Rollierende Befragungen

Durchgeführt hat jene Umfragen ein Meinungsforschungsinstitut, an das 2020 mehr als 230.000 Euro von ÖVP-geführten Ministerien geflossen sein sollen. Den Löwenanteil davon, 176.460 Euro, stemmte demnach das Wirtschaftsministerium. Der Geschäftsführer des Instituts ist in türkisen Gefilden wahrlich kein Unbekannter. Er arbeitete nicht nur bei einigen ÖVP-Wahlkämpfen mit, er war auch Direktor des ÖVP-Bauernbundes in Wien. Bis vor kurzem schien auch Franz Sommer im Kuratorium des Instituts auf, den die Wirtschafts- und Korruptionsstaatsanwaltschaft in den Beinschab-Ermittlungen als "offiziellen" Umfragelieferanten der ÖVP bezeichnet. Krainer geht davon aus, dass Sommer die Daten, die unter anderem über Ministerien gesammelt wurden, für die Bundespartei ausgewertet haben könnte.

Das macht Krainer an zwei Dingen fest. Einerseits an der hohen Anzahl an Befragten für die Studien.
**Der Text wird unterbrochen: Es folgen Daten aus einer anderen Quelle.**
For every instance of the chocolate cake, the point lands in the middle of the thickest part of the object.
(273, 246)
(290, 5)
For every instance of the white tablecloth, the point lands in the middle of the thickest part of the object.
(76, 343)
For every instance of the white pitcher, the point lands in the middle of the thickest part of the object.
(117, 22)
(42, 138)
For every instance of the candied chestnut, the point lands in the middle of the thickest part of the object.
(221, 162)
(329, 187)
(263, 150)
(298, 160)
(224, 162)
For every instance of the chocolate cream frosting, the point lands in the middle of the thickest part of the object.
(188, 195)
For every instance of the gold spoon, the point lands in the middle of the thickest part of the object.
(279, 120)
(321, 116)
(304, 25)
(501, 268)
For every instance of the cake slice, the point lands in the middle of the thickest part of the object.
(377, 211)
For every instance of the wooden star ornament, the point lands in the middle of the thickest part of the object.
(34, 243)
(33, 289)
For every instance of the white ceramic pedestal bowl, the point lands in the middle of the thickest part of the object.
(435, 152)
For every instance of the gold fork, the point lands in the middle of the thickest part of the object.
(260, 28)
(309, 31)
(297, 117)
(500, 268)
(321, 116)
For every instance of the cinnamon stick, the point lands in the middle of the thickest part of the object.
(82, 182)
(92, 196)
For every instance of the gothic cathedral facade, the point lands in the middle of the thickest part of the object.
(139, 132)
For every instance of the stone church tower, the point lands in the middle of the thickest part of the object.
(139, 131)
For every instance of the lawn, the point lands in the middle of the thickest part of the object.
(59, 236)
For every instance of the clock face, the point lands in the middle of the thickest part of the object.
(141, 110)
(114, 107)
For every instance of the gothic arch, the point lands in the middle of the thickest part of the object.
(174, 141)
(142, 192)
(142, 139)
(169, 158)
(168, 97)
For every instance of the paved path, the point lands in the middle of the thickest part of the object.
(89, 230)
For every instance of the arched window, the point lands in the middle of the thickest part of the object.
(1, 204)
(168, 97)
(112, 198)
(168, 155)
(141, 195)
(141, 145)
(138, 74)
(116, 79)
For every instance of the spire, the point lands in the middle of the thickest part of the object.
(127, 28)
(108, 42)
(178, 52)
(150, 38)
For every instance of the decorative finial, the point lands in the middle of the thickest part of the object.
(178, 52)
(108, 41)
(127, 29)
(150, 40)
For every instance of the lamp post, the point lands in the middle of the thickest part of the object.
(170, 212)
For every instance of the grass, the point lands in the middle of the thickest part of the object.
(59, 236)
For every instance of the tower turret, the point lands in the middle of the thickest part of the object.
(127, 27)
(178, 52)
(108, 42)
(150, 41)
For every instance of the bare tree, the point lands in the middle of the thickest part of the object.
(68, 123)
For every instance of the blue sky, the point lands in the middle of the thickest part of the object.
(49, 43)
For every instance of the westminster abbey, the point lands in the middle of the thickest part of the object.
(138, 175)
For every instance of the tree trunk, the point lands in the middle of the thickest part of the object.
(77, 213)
Andererseits an der "rollierenden" Methodik, nachdem wortidente Fragen in einem gewissen Zeitverlauf immer wieder abgefragt werden – in diesem Fall von unterschiedlichen Stellen. Genau jenes Prinzip sei von Sommer in einem Interview aus dem Jahr 2017 präferiert worden. "Und Herr Sommer hat alle Daten, die er braucht, und das über mehrere Jahre mit identer Fragestellung – und damit hat es die ÖVP, und das auf Steuerzahlerkosten", monierte Krainer zuletzt im U-Ausschuss.

"Völlig haltlos"

All das wäre natürlich ein eklatanter Missbrauch von Steuergeld zugunsten der Kanzlerpartei. Die Erwähnten bestreiten jegliches Fehlverhalten. Der Geschäftsführer des Umfrageinstituts, der am Donnerstag im U-Ausschuss befragt wird, bittet "um Verständnis, dass wir in dieser Phase des laufenden Untersuchungsausschusses nicht zu Details Stellung nehmen können". Sämtliche Vorwürfe bezeichnet man als "völlig haltlos". Für jedes Honorar sei eine umfassende Leistung erfolgt. Jeder Auftraggeber habe für die eigenen Leistungen bezahlt.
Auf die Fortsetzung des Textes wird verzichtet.